Just when you thought they couldn’t make anything else out of coconut, enter a new natural sweetener: coconut sugar.
Coconut sugar is made by dehydrating the sap of the coconut palm tree. This natural sweetener is granulated, like conventional sugar, but has a golden brown color and darker flavor profile.
The biggest advantage to coconut sugar isn’t the flavor — it’s this natural sugar’s low glycemic index.
The glycemic index measures how quickly a food raises your blood sugar levels. When you eat a food with a high glycemic index, blood sugar rises, and your body produces insulin to control it.

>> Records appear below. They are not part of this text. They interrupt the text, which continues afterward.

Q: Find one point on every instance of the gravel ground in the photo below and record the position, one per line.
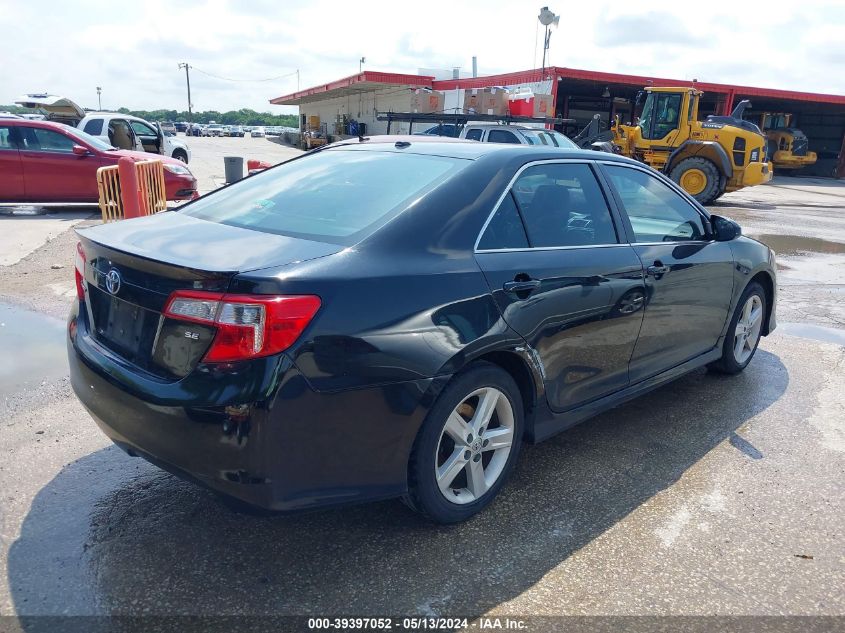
(713, 495)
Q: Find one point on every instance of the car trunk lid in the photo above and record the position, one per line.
(132, 267)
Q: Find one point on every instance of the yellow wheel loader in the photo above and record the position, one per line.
(788, 146)
(706, 158)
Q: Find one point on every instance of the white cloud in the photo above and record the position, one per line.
(132, 49)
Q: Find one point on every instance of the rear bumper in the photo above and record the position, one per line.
(264, 436)
(757, 174)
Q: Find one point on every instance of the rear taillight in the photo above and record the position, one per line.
(79, 273)
(248, 326)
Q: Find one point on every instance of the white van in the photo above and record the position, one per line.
(123, 131)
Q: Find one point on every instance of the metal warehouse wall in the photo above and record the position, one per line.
(363, 107)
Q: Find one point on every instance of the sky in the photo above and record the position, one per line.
(132, 49)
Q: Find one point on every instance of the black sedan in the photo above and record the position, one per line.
(395, 316)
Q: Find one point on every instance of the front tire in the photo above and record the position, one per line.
(744, 332)
(467, 445)
(699, 177)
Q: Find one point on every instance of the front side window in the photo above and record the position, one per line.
(660, 114)
(337, 196)
(142, 129)
(657, 212)
(94, 127)
(43, 140)
(501, 136)
(562, 204)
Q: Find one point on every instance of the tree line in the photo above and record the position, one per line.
(244, 116)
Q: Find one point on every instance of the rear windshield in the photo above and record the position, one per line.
(331, 196)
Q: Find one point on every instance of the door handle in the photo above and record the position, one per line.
(657, 269)
(516, 287)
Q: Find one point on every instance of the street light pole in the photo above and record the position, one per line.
(187, 66)
(547, 19)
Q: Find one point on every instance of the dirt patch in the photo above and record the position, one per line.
(43, 280)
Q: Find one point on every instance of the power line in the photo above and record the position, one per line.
(199, 70)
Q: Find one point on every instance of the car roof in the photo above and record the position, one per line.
(501, 126)
(465, 148)
(50, 125)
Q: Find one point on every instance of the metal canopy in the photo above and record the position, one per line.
(460, 118)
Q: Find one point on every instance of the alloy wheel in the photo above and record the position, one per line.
(747, 331)
(474, 445)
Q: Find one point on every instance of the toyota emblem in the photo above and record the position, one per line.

For most healthy people, a spike in blood sugar means nothing worse than an inevitable sugar crash as your body releases insulin. For diabetics and people with other illnesses, however, these spikes and drops can have much more serious health consequences.
Coconut sugar has another advantage over table sugar: inulin. Not to be confused with insulin, inulin is actually a type of dietary fiber that feeds the good bacteria (probiotics) in your digestive tract, which studies have found may boost intestinal health.
All in all, coconut sugar is not a nutritional powerhouse, and still contains fructose and glucose, but still remains a better option than regular refined sugar.
You can use coconut sugar the way you would use regular white sugar — to sweeten coffee, in baked goods and any other recipes that call for sugar. Coconut sugar does have a richer, darker flavor profile than regular sugar, more like brown sugar or cane sugar.